QuoteNow it is up to the Supreme Court to reaffirm that it meant what it said in previous rulings: The state, not cities and towns, must pay for an adequate education for all children, and do so with a tax that is reasonable and proportional.

See? Such circular reasoning!


QuoteSchool funding, the current court's predecessors said, is a fundamental right under the Constitution.

And of course, the (NH) Constitution says no such thing!

ENCOURAGEMENT OF LITERATURE, TRADES, ETC.

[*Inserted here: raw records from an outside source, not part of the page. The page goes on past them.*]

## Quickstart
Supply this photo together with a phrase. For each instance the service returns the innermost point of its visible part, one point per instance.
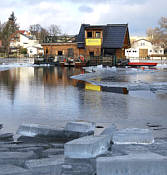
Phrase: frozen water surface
(47, 95)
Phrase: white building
(143, 48)
(25, 40)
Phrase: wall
(53, 49)
(134, 51)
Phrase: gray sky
(70, 14)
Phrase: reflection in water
(47, 95)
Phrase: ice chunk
(133, 136)
(40, 133)
(49, 166)
(134, 164)
(87, 147)
(109, 131)
(16, 158)
(80, 126)
(13, 170)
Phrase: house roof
(113, 34)
(142, 40)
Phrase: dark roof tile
(113, 34)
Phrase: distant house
(25, 40)
(93, 40)
(143, 48)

   [Art.] 83. [Encouragement of Literature, etc.; Control of Corporations, Monopolies, etc.]  Knowledge and learning, generally diffused through a community, being essential to the preservation of a free government; and spreading the opportunities and advantages of education through the various parts of the country, being highly conducive to promote this end; it shall be the duty of the legislators and magistrates, in all future periods of this government, to cherish the interest of literature and the sciences, and all seminaries and public schools, to encourage private and public institutions, rewards, and immunities for the promotion of agriculture, arts, sciences, commerce, trades, manufactures, and natural history of the country; to countenance and inculcate the principles of humanity and general benevolence, public and private charity, industry and economy, honesty and punctuality, sincerity, sobriety, and all social affections, and generous sentiments, among the people: Provided, nevertheless, that no money raised by taxation shall ever be granted or applied for the use of the schools of institutions of any religious sect or denomination. ( . . . )


The "legislators and magistrates" have an obligation to "cherish", "encourage", and to "countenance and inculcate". Not a word in the Constitution about an obligation to fund, other than directing statewide lottery proceeds to education.